KEY POINTS

- WTI crude surged 6.49% to $89.29 per barrel Monday, reversing Friday's 11.5% collapse, as the US seized an Iranian cargo ship and Tehran pulled out of peace talks.

- The Strait of Hormuz crisis has disrupted an estimated 13 million barrels per day of supply — the largest disruption in global oil market history according to the IEA.

- Traders should watch the $85 WTI floor and $100 Brent ceiling as the next ceasefire deadline approaches; a breakdown in talks could push crude into triple digits within days.

West Texas Intermediate crude futures surged 6.49% to $89.29 per barrel on Monday, erasing the bulk of Friday's 11.5% plunge and reminding energy traders that the Strait of Hormuz crisis is far from resolved. Brent crude climbed 6.34% to $96.12, putting the international benchmark within striking distance of the psychologically critical $100 level it last breached in late March. The two-session swing of nearly 18 percentage points in WTI represents the kind of volatility not seen since the early days of the 2026 Iran war fuel crisis, and it is forcing energy desks across Wall Street to rethink their models.

The catalyst for Monday's spike was President Trump's confirmation on Sunday that U.S. forces had struck and seized an Iranian-flagged cargo vessel in the Gulf of Oman. Tehran responded by declaring the second round of peace talks dead and reasserting control over the Strait of Hormuz chokepoint after briefly opening it to commercial traffic on Friday. That Friday reopening had sent crude tumbling as traders priced in the possibility of a durable de-escalation. By Saturday, the optimism was gone.

The Largest Supply Disruption in History

The International Energy Agency has characterized the effective closure of the Strait of Hormuz as the "largest supply disruption in the history of the global oil market." The strait normally carries roughly one-fifth of the world's oil supply, and the nearly two-month disruption has removed an estimated 13 million barrels per day of crude, condensates, and natural gas liquids from the market. Strategic petroleum reserve releases by the United States, China, Japan, and European nations have cushioned the blow, but those reserves are finite, and the drawdowns are accelerating.

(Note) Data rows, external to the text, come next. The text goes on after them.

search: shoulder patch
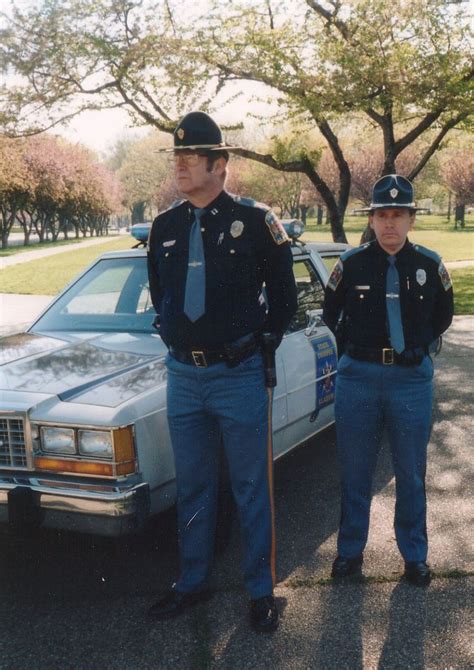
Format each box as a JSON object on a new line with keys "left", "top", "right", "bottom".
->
{"left": 438, "top": 260, "right": 452, "bottom": 291}
{"left": 327, "top": 258, "right": 343, "bottom": 291}
{"left": 412, "top": 244, "right": 441, "bottom": 264}
{"left": 264, "top": 210, "right": 289, "bottom": 245}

At the pump, the impact is tangible but manageable so far. A gallon of regular gasoline costs an average of $4.05 nationally, down 8 cents from last week's peak but still $1.07 above the pre-war average of $2.98. The gap between Brent and WTI has widened to nearly $7, reflecting the premium the global market is placing on non-US supply disruption risk. Refiners with access to domestic crude, including Valero and Marathon Petroleum, are benefiting from the spread, while those dependent on imported barrels face margin compression.

The Friday-to-Monday whipsaw has created a treacherous trading environment. Friday's 11.5% crash was triggered by Iran's surprise announcement that the Strait was "completely open," a statement that sent crude prices down more than 10% within hours. Options market makers who had sold downside protection were caught offside, and the resulting forced buying amplified the move. By Monday, those same market makers were scrambling to hedge the other direction as crude reversed course, creating a feedback loop that exaggerated the upside move.

The OPEC+ Wild Card

OPEC+ has so far declined to announce emergency production increases, a decision that has puzzled some analysts given the scale of the disruption. Saudi Arabia, the cartel's de facto leader, has signaled privately that it views the crisis as a short-term geopolitical event rather than a structural supply shortage, and that bringing additional barrels online would risk crashing prices if a peace deal materializes. The kingdom is reportedly producing at roughly 10.2 million barrels per day, well below its stated capacity of 12.5 million, leaving significant spare capacity in reserve.

The United Arab Emirates and Kuwait have echoed Riyadh's wait-and-see approach, though both have quietly increased shipments through the Fujairah export terminal on the Gulf of Oman, which bypasses the Strait entirely. Iraq, whose southern export facilities face less direct risk, has boosted loadings from Basra by an estimated 200,000 barrels per day. These incremental additions have not been enough to offset the Hormuz closure, but they have prevented an even sharper price spike.

Where Crude Goes From Here

The near-term price trajectory depends almost entirely on diplomacy. If Iran and the United States resume peace talks before the current ceasefire framework expires later this week, traders expect WTI to retreat toward the $80-$85 range that prevailed during the brief April 17 detente. If talks collapse and military operations escalate, the $100 Brent level becomes not a ceiling but a floor, with some strategists at Goldman Sachs and JPMorgan modeling a $110-$120 range in a prolonged-conflict scenario.

For energy traders, the $85 WTI level is the most important technical support. The contract has bounced off that zone three times since early April, and a break below would signal that the market believes a resolution is imminent. On the upside, a sustained move above $95 in WTI would likely trigger fresh buying from commodity trading advisors and momentum funds, potentially accelerating the march toward triple digits. The next 72 hours of Strait of Hormuz headlines will determine the direction.